Bug 1380167

Summary: Latency on iptables rules update after atomic-openshift-node service restart
Product: OpenShift Container Platform Reporter: Miheer Salunke <misalunk>
Component: NetworkingAssignee: Dan Winship <danw>
Status: CLOSED ERRATA QA Contact: Meng Bo <bmeng>
Severity: medium Docs Contact:
Priority: medium    
Version: 3.2.1CC: aos-bugs, bbennett, eparis, hongli, ndordet, tdawson
Target Milestone: ---Keywords: Reopened
Target Release: 3.2.1   
Hardware: Unspecified   
OS: Unspecified   
Whiteboard:
Fixed In Version: Doc Type: Bug Fix
Doc Text:
Cause: OpenShift nodes initialized some of their data structures incorrectly at startup. Consequence: After restarting a node, pods on that node would be unable to access some service IP addresses until a change was made to that service or a resync occurred. Fix: The buggy initialization code was fixed. Result: All services should be accessible as expected after restarting a node.
Story Points: ---
Clone Of: Environment:
Last Closed: 2017-04-04 14:28:15 UTC Type: Bug
Regression: --- Mount Type: ---
Documentation: --- CRM:
Verified Versions: Category: ---
oVirt Team: --- RHEL 7.3 requirements from Atomic Host:
Cloudforms Team: --- Target Upstream Version:

Description Miheer Salunke 2016-09-28 20:23:49 UTC
Description of problem:
Latency on iptables rules update after atomic-openshift-node service restart
After atomic-openshift-node service restarting, iptables rules (KUBE-SERVICES chain) are not ok during few minutes.

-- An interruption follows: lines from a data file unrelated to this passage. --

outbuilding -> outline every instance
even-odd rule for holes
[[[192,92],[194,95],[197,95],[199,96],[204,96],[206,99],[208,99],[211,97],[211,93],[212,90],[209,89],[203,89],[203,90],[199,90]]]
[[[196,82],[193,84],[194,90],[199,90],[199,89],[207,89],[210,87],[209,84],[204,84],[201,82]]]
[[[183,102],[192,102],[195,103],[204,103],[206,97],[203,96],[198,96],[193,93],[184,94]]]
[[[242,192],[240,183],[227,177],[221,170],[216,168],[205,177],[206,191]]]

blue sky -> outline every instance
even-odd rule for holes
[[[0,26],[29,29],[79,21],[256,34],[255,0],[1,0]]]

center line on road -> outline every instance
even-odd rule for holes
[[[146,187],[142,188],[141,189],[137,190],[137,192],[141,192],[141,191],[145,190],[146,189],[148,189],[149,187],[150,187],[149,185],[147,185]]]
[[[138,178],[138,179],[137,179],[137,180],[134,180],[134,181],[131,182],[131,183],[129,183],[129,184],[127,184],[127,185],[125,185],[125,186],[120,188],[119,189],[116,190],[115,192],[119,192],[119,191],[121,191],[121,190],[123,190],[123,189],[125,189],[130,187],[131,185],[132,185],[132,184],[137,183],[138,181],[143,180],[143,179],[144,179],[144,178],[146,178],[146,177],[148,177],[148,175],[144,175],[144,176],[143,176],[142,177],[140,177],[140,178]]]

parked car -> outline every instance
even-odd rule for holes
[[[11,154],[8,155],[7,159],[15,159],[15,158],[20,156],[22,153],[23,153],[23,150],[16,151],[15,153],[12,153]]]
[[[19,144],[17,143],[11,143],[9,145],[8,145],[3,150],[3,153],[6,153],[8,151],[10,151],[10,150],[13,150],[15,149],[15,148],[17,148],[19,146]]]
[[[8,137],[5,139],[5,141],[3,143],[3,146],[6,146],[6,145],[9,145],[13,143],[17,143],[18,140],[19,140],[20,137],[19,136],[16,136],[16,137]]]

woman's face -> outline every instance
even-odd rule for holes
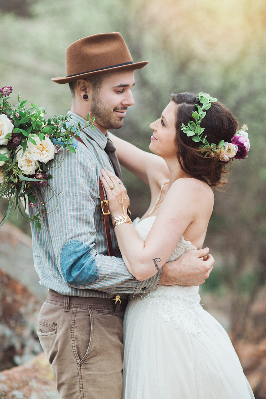
[[[162,117],[150,125],[153,130],[149,148],[164,158],[176,156],[175,115],[177,105],[171,101],[164,110]]]

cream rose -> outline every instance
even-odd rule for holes
[[[2,148],[0,148],[0,154],[5,155],[8,158],[10,158],[10,154],[7,147],[2,147]],[[2,166],[5,162],[5,161],[0,161],[0,166]]]
[[[233,158],[236,154],[238,149],[237,146],[234,144],[229,143],[225,147],[225,152],[229,158]]]
[[[219,159],[220,161],[229,161],[229,157],[227,155],[225,152],[225,150],[221,149],[219,154]]]
[[[14,125],[4,114],[0,115],[0,145],[5,146],[8,140],[5,138],[8,133],[12,133]]]
[[[0,169],[0,184],[2,184],[5,181],[4,176],[3,174],[3,172]]]
[[[18,167],[25,174],[34,174],[39,166],[39,163],[34,159],[28,148],[23,154],[23,148],[19,146],[16,151]]]
[[[36,142],[36,145],[28,140],[28,148],[33,159],[40,162],[47,162],[55,157],[56,150],[49,137],[45,136],[41,141],[36,134],[31,134],[30,137]]]

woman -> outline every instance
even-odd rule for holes
[[[134,227],[125,188],[102,170],[123,259],[139,280],[201,247],[213,205],[211,188],[224,184],[230,159],[249,149],[244,130],[236,134],[237,121],[217,101],[203,93],[172,95],[150,125],[150,148],[159,157],[112,136],[122,164],[151,190],[150,207]],[[200,305],[198,290],[159,286],[131,298],[124,324],[125,399],[254,397],[227,333]]]

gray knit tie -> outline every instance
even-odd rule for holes
[[[104,151],[108,154],[110,160],[113,166],[114,172],[116,176],[123,181],[122,178],[122,173],[121,171],[121,168],[119,164],[118,158],[115,153],[115,147],[113,144],[112,142],[109,138],[107,138],[107,142],[104,148]]]

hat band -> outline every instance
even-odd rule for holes
[[[71,77],[72,76],[77,76],[80,75],[84,75],[84,73],[89,73],[90,72],[95,72],[97,71],[103,71],[104,69],[108,69],[110,68],[115,68],[116,67],[122,67],[124,65],[130,65],[134,63],[133,61],[129,62],[124,62],[123,64],[117,64],[116,65],[111,65],[110,67],[105,67],[104,68],[99,68],[98,69],[92,69],[91,71],[87,71],[85,72],[81,72],[80,73],[74,73],[73,75],[67,75],[66,77]]]

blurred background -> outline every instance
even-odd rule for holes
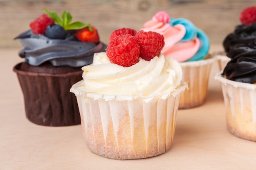
[[[159,11],[172,17],[190,20],[208,35],[212,44],[222,44],[240,24],[244,8],[255,0],[0,0],[0,48],[21,48],[13,38],[29,29],[29,23],[44,13],[43,7],[61,15],[70,12],[72,21],[90,23],[101,40],[123,27],[139,30]]]

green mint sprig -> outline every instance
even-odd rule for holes
[[[65,30],[79,29],[88,27],[91,31],[93,31],[93,29],[90,24],[85,24],[80,21],[76,21],[70,23],[72,20],[72,16],[69,12],[67,12],[64,11],[62,13],[62,20],[61,20],[56,12],[50,11],[45,8],[43,9],[43,10],[45,12],[54,20],[56,24],[61,25]]]

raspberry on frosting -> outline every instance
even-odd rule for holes
[[[121,34],[130,34],[132,36],[134,36],[136,33],[137,31],[135,29],[129,28],[123,28],[117,29],[111,33],[109,39],[110,40],[112,38],[115,38]]]
[[[241,13],[240,19],[245,25],[256,22],[256,7],[249,7],[244,9]]]
[[[121,34],[110,39],[107,55],[112,63],[129,67],[139,62],[139,47],[134,36]]]
[[[47,26],[54,23],[54,20],[45,13],[32,22],[29,26],[34,33],[44,34]]]
[[[164,46],[164,37],[155,32],[141,30],[137,33],[135,37],[139,45],[139,56],[145,60],[150,61],[159,55]]]
[[[170,16],[169,14],[164,11],[160,11],[155,15],[155,17],[159,21],[164,23],[169,22]]]
[[[110,62],[124,67],[139,62],[139,57],[150,61],[158,56],[164,46],[163,35],[155,32],[136,31],[123,28],[111,34],[106,54]]]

Version-Release number of selected component (if applicable):
3.2.0.20-1

How reproducible:
On customer end

Steps to Reproduce:
1.
2.
3.

Actual results:
After atomic-openshift-node service restarting, iptables rules (KUBE-SERVICES chain) are not ok during few minutes.

Expected results:
After atomic-openshift-node service restarting, iptables rules (KUBE-SERVICES chain) shall be OK right from the begining.

Additional info:

Comment 6 Ben Bennett 2016-10-17 17:50:38 UTC
Ok, so the problem is at:
  https://github.com/openshift/origin/blob/v1.2.0/Godeps/_workspace/src/github.com/openshift/openshift-sdn/plugins/osdn/registry.go#L133

We need to point to the list item, not use the pod to loop over it otherwise we are just pointing to that variable and we end up using the same pointer for all items.

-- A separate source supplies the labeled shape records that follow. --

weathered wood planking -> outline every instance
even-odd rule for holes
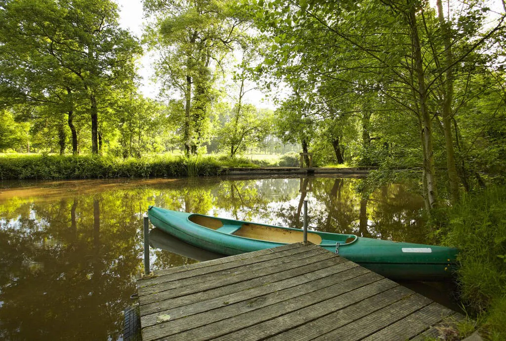
[[[137,281],[145,341],[423,339],[461,317],[310,243],[155,275]]]

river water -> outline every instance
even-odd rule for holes
[[[307,198],[311,229],[426,242],[423,201],[409,186],[390,184],[363,198],[361,181],[0,182],[0,339],[120,339],[122,312],[142,271],[142,217],[149,205],[301,228]],[[157,245],[167,244],[156,234]],[[198,261],[157,248],[150,258],[154,269]]]

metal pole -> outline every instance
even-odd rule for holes
[[[304,199],[304,222],[303,225],[304,233],[303,240],[304,242],[308,241],[308,200]]]
[[[149,218],[144,217],[144,275],[149,276]]]

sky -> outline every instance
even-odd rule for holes
[[[142,35],[142,26],[145,23],[141,0],[115,0],[119,5],[119,25],[122,28],[130,30],[138,37]],[[139,66],[139,74],[142,77],[140,87],[141,92],[146,97],[155,98],[159,92],[159,85],[151,80],[153,70],[151,67],[154,59],[145,53],[141,58]],[[252,90],[245,95],[245,102],[255,105],[258,109],[274,109],[274,105],[265,98],[260,91]]]
[[[461,1],[461,0],[460,0]],[[145,22],[142,10],[142,3],[141,0],[115,0],[119,5],[120,9],[120,26],[125,29],[130,30],[137,37],[140,37],[142,35],[142,26]],[[453,2],[455,5],[458,1]],[[485,0],[485,2],[490,6],[492,11],[497,13],[503,13],[502,2],[501,0]],[[436,0],[431,0],[432,6],[435,7]],[[458,6],[458,5],[457,5]],[[491,14],[491,21],[493,21],[494,14]],[[146,96],[150,98],[155,98],[159,92],[160,86],[154,83],[151,78],[153,74],[153,69],[151,67],[153,61],[152,57],[148,54],[145,54],[141,59],[139,65],[139,73],[142,77],[141,84],[140,87],[141,92]],[[286,89],[280,89],[281,95],[286,96],[287,90]],[[258,108],[267,108],[275,109],[275,107],[270,101],[268,98],[266,98],[264,94],[257,90],[249,91],[246,95],[245,101],[255,105]]]

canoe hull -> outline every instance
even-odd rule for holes
[[[192,222],[188,219],[192,215],[190,213],[152,207],[148,210],[148,215],[153,225],[176,238],[223,255],[238,255],[272,249],[286,243],[222,233]],[[233,221],[239,224],[247,223]],[[279,228],[300,231],[298,229]],[[335,243],[329,243],[329,241],[334,236],[341,235],[315,233],[322,236],[323,240],[320,246],[331,252],[335,252]],[[452,248],[356,237],[353,242],[340,243],[338,252],[340,255],[390,278],[441,280],[452,277],[457,251]]]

Comment 9 Ben Bennett 2016-10-18 14:26:51 UTC
A little more info:
 - This will happen any time the atomic-openshift-node software is restated
 - It will self-correct after 5-10 minutes when the data structures refresh, it is only the initial initialization that is incorrect
 - This is resolved in 3.3 because the way all of this is tracked was completely re-done

Comment 10 Ben Bennett 2016-10-24 14:38:27 UTC
Miheer: Can you open a new bug for the new issue they are seeing with 3.3?  It is different from this one that they originally hit (on 3.2).

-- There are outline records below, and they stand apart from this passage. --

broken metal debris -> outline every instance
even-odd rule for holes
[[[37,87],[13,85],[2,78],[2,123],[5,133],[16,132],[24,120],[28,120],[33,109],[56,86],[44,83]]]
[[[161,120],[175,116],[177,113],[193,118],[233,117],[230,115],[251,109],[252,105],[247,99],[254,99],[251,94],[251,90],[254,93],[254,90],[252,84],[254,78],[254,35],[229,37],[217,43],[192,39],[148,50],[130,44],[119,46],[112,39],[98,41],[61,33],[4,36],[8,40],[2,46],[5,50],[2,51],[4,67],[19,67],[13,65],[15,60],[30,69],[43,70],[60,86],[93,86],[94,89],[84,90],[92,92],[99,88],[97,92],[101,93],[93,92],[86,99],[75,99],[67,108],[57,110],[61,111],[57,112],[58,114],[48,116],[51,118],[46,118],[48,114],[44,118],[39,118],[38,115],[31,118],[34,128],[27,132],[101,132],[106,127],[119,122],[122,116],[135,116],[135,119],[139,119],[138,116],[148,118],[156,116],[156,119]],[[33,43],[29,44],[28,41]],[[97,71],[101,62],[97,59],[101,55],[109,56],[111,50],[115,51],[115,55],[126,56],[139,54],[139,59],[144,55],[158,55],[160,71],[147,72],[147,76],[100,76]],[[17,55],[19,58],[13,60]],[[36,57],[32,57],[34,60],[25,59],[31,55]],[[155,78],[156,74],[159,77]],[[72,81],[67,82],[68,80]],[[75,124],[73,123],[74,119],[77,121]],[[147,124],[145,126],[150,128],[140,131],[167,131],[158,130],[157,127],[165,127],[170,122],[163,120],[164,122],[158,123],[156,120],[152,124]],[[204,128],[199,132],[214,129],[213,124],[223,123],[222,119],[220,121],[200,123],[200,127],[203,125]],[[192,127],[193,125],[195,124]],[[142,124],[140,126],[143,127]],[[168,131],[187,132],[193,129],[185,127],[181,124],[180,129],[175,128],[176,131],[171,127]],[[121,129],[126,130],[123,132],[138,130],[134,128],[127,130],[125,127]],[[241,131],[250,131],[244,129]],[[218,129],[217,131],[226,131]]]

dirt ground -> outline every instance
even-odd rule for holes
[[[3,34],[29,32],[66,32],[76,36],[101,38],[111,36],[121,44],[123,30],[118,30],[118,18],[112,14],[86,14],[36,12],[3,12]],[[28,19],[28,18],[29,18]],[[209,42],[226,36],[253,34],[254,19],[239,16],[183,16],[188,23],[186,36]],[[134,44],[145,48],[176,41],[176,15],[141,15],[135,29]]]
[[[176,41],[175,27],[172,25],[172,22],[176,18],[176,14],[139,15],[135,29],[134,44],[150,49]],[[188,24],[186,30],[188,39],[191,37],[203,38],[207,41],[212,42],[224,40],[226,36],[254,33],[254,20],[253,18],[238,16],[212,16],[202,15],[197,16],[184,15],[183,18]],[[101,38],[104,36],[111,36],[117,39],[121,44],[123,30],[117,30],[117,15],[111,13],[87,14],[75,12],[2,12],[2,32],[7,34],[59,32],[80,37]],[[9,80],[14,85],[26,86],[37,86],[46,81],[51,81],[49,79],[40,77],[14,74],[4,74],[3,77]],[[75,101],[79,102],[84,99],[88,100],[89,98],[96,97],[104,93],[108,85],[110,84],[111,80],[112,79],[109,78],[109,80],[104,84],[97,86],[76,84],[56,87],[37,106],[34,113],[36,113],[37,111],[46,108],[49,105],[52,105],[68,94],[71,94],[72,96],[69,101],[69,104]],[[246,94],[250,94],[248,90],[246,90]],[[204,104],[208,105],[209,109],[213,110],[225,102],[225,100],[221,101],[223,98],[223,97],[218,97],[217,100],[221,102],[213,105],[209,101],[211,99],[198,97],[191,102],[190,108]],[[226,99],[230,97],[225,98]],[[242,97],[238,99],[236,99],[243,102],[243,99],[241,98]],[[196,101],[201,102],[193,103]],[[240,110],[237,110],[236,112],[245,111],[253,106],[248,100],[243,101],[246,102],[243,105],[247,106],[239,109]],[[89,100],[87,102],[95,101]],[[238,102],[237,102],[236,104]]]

Comment 11 Ben Bennett 2016-10-24 14:39:04 UTC
Dropping the priority since it self-corrects and is fixed in 3.3.

Comment 12 Ben Bennett 2016-10-26 20:13:23 UTC
This is fixed in 3.3.  There is a PR ready for 3.2, but a merge was rejected because the urgency seemed low.

Comment 13 Miheer Salunke 2016-10-27 15:34:19 UTC
@Ben Sir-> Opened https://bugzilla.redhat.com/show_bug.cgi?id=1389451

Comment 14 Troy Dawson 2017-03-01 19:51:20 UTC
Re-Opened.
Pull Request for fix:
https://github.com/openshift/ose/pull/641

Comment 17 Hongan Li 2017-03-23 06:55:20 UTC
verified in OCP 3.2.1.28 and the issue has been fixed.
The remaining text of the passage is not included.